Recommender systems are now setting the pace in the digital marketplace – not just for products and services, but also in networking sites which present users with a choice of people that they could connect with. In this blog post, we will explore how recommender systems use collaborative filtering.
The internet’s vast troves of data have a problem – extracting information from these big data sets is becoming increasingly difficult. Collaborative filtering is one of the mechanisms that filters information to help systems make predictions and serve their users better.
Collaborative filtering makes predictions about a user’s interests based upon the collection of preferences of many other users. The premise is that if person A likes and buys the same product as person B, then person A is also likely to buy other different products that person B has bought, rather than any randomly chosen person.
Collaborative filtering requires that users actively participate in the system, indicating their preferences and interests, it also requires the use of machine learning algorithms that can match users with similar interests. Collaborative filtering can be user-based or item-based.
User-based filtering typically uses the Nearest Neighbor algorithm to process the information and make predictions. It matches the user with others who share the same rating patterns and use those ratings to calculate a prediction for the current user.

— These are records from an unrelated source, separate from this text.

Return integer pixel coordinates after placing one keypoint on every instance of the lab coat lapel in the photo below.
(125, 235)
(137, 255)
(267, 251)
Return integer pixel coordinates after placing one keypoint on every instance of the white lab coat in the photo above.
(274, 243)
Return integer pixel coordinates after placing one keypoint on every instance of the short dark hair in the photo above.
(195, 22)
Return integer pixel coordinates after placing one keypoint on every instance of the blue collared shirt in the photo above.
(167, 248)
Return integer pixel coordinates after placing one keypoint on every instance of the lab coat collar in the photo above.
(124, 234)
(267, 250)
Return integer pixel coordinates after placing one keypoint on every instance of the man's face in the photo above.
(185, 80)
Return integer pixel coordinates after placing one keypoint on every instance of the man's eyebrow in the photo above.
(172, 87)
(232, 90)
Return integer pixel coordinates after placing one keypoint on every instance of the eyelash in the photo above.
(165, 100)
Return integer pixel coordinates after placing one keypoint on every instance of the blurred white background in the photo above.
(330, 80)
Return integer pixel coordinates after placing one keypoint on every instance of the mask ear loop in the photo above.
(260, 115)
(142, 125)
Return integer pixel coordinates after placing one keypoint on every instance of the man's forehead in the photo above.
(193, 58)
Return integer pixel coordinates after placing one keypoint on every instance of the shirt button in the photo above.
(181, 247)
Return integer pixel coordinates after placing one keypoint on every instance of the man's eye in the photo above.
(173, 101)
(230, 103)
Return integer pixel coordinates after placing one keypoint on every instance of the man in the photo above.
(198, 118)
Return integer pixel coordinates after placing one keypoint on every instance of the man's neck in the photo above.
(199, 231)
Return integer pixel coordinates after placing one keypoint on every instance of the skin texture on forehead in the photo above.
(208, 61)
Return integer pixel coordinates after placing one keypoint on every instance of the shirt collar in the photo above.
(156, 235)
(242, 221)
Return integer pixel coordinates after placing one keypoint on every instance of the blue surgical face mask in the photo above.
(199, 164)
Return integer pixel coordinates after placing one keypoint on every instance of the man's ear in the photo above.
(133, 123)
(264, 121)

How Facebook uses Collaborative Filtering
In Facebook, Collaborative filtering is used to help users discover friends, pages, groups and events that are most relevant to them, based on historical data of like-minded users and their preferences.
One of the challenges that collaborative filtering tackles is the massive data sets that Facebook has, to come up with relevant recommendations. Facebook’s average data set has 100 billion ratings with more than a billion users and millions of items. Existing solutions were simply not enough to handle the scale and the complexity of the data. Their software engineers have worked on several customized solutions along with scaling Apache Giraph to solve the problem.
Facebook’s Maja Kabiljo & Aleksandar Ilic have written about how they use both Alternating Least Squares (ALS) and Stochastic gradient descent (SGD) optimization in a customized rotational hybrid method to help achieve better recommendations.
They found that using the standard method led to problems such as large network traffic and skewed item degree distribution. Their solution has them extending the Giraph framework with worker-to-worker messaging. This rotational hybrid method is also 10x faster than the more conventional Spark MLib implementations in this domain. Further, the standard approach could only handle a data set capped at 3.5 billion ratings, whereas the rotational hybrid method, the system could handle more than 100 billion ratings.
How LinkedIn uses Collaborative Filtering
LinkedIn uses item-based collaborative filtering to connect users. At LinkedIn item-to-item collaborative ﬁltering is used to set up recommendations for people, job, company, group and is one of the principal components of user engagement.
On each user’s profile/page, there is navigational aid that enables the user to browse and discover content like for example, ‘people who viewed this profile also viewed,’ etc. These navigational aids are called browsemaps and are a collaborative filtering dataset. While it was initially designed to show co-occurrences on member profiles, it evolved into an item-to-item collaborative ﬁltering platform, where member browsing histories are used to build a latent graph of co-occurrences of entities.
The Browsemaps platform which is a hybrid offline/online system enables rapid development, deployment, and computation of collaborative ﬁltering recommendations. The platform can support all entities on LinkedIn, such as member profiles, job postings and company pages and is flexible enough to support each entity’s requirements. For example, job postings will expire after a date and so the browsemap will remove the job listing while retaining the company page as is.
With this online/offline architecture, Browsemap’s online/offline architecture is well suited for LinkedIn’s extensive traffic and powers many of LinkedIn’s navigational aids. These collaborative filtering datasets also enable many hybrid recommender systems.
The search for more personalized recommendation systems will continue to drive research and development soon. As Collaborative Filtering methods come more sophisticated, its application will extend to different kinds of data including financial data, and environmental sensing and monitoring data.